I paint as if it's my only chance to say everything that needs to be said.
Nuance is totally lost with that approach.
I realized this, too: I have a background in academics and spent 20 years in front of a college classroom. During those years I learned that I needed to say everything in a lecture at least three times, in different ways in order to be heard by everyone and I consciously developed that habit. I still hear myself do it in important conversations. [I apologize if you hear me do that and wonder why the heck I'm saying things again.]
I know that it is verbal overkill, but my students learned - really learned - the material that way. I knew that repeating myself in different ways was the fastest way to be heard and understood.
I have used the same approach when I paint. I say it, then say it again, and again. No nuance, no guessing, no quiet in which to contemplate and form one's own conclusions. I paint as if I'm preparing the viewer for an exam.
I've been asking myself, 'What if I didn't have to say so much? What if I relaxed and focused on smaller ideas and relationships?'
Would I be understood? Clarity has always been very important to me and it makes me uncomfortable to think that I would let myself be misunderstood when, with a little more effort [just a few more strokes], I could make things very, very clear.
It's a dilemma.
I painted the piece above early last fall because all I wanted to talk about was that one idea - The frost stops at the edge of the woods.
I painted it and then got nervous that everyone else would look at it and wonder why I cut the tops of the trees off. And I wondered if everyone would understand the rest of what I wanted to say, 'Look how beautiful the contrast is between the frosty grass in the pasture and the green of the grass where the woods begin. It's gorgeous! Southern Indiana is beautiful on a frosty morning in early fall!'
You know what happens when you paint it with the tops of the trees intact and a bit of sky showing? It becomes about the trees in the woods and not about the frost at the edge of the woods.
It's the editing-out of the unnecessary that makes the focus possible. I've discovered that - for me - when I start a new series, first I need to decide what it is that I want to focus on. Otherwise I try to focus on everything.

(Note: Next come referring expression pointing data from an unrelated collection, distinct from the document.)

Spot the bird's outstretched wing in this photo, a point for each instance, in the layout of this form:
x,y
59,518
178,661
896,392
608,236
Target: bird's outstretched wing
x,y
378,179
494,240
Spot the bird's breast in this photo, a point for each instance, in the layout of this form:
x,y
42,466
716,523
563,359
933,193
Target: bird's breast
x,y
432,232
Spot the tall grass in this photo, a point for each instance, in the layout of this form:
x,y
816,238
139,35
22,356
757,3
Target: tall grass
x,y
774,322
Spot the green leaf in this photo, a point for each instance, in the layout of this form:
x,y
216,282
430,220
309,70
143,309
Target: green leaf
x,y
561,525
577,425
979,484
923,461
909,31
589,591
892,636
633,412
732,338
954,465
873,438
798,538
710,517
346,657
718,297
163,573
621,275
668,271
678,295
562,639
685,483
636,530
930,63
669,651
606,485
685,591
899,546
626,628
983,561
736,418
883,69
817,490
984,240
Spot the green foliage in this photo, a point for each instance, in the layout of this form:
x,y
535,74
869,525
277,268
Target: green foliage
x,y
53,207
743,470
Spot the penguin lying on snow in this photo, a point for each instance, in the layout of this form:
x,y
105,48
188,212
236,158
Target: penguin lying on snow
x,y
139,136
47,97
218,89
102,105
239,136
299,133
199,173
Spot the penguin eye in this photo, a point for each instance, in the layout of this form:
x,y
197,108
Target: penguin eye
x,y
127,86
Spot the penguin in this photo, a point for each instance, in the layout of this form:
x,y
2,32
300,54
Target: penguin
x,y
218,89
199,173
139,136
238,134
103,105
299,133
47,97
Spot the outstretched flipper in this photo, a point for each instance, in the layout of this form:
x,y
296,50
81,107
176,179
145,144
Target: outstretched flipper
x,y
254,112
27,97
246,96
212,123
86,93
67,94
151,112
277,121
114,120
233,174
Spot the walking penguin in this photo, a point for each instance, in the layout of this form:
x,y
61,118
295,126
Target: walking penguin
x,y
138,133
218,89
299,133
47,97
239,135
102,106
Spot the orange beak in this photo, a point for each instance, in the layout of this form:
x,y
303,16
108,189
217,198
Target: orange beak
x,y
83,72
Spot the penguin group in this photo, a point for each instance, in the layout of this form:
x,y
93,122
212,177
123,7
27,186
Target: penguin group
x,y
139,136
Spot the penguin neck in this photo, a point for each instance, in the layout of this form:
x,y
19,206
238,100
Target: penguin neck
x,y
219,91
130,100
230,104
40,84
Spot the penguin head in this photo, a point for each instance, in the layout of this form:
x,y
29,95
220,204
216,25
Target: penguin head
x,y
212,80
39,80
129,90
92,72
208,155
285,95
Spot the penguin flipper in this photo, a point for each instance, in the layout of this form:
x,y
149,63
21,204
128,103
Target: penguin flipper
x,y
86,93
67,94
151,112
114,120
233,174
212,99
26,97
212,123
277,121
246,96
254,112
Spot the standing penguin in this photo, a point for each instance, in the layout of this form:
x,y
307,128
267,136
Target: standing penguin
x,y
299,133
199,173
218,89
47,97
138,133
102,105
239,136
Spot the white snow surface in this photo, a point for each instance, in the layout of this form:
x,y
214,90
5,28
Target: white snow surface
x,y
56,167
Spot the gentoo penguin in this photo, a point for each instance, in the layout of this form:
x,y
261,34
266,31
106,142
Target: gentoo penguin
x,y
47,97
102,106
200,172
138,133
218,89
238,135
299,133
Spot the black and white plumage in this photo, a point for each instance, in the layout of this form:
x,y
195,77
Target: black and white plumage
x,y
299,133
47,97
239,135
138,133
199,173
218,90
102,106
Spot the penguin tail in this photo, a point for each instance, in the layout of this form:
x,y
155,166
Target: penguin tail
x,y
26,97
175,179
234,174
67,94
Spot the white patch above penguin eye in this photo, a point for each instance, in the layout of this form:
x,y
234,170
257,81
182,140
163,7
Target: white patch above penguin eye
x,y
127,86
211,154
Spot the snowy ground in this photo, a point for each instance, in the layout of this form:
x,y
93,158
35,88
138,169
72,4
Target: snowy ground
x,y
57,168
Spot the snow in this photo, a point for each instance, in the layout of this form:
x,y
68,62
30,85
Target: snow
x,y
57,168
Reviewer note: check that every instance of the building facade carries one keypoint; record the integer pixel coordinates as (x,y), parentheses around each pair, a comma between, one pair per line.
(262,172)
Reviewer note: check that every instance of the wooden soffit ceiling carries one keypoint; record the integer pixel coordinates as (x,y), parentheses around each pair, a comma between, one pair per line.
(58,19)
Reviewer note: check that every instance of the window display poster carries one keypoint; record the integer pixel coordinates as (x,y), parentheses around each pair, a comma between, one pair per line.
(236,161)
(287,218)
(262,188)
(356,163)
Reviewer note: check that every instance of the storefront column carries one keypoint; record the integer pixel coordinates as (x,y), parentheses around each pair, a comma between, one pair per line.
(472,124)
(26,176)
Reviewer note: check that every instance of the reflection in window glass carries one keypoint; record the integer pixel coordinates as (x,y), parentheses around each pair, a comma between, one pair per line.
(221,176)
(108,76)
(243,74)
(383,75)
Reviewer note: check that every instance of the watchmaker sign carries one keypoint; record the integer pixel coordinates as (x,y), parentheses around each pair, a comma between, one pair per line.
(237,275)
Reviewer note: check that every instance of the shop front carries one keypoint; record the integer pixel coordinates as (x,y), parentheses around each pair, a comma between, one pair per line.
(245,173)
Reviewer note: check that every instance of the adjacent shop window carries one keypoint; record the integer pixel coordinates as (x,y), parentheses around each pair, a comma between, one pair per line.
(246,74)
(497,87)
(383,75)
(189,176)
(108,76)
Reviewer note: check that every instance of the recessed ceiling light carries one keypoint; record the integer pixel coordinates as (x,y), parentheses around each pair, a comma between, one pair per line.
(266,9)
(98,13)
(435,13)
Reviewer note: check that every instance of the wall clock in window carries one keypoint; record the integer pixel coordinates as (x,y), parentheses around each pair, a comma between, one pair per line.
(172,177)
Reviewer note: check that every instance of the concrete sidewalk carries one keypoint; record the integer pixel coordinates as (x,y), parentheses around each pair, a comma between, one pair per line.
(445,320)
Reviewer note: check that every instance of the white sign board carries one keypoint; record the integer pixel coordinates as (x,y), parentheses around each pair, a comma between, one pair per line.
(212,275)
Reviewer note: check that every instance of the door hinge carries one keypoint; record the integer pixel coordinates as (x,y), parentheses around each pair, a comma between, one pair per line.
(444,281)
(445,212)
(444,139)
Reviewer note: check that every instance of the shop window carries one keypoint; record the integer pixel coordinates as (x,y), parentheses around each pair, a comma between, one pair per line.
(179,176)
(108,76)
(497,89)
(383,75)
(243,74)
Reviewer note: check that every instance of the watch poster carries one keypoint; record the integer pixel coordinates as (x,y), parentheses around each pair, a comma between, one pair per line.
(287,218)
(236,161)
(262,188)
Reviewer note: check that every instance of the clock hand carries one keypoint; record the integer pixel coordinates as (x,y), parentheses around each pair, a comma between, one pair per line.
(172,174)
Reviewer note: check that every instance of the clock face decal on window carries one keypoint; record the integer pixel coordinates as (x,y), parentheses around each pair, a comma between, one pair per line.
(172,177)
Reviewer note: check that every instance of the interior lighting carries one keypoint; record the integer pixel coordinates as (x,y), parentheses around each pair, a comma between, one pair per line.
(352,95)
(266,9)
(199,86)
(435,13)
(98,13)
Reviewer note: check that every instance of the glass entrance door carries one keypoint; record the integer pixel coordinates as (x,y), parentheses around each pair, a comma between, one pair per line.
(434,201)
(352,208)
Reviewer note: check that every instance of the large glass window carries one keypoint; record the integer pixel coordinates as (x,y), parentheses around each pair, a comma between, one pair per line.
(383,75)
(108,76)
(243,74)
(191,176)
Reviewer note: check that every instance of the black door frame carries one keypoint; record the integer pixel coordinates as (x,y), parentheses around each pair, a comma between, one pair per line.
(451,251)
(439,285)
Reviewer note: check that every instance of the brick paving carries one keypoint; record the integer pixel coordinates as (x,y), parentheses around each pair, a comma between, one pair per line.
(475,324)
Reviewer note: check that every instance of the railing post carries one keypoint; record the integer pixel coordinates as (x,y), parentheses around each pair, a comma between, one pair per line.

Delicious, loose paintings happen for me when I selectively focus on a form or relationship - and let the rest of it be unsaid.
This. Is. Hard.
Really REALLY hard for me.
I'll keep practicing.
In the meantime, I've been looking for glimmers of this in my recent work and found a few pieces from the last year where I can see this starting to work.
Goose Pond, 529 |
Four Dancing Echinacea |
Mossy Tree |
Black Eyed Susans |
Daffs & Muscari |
Tulip Poplars and Sumac |
I like this direction and I like the idea of developing a new approach for myself - as a sort of second language, to use to communicate in a different way when I need to. And I like the idea that I don't have to belabor a point anymore. I can speak quietly and let those who are ready to hear me, listen and understand the work. That feels good.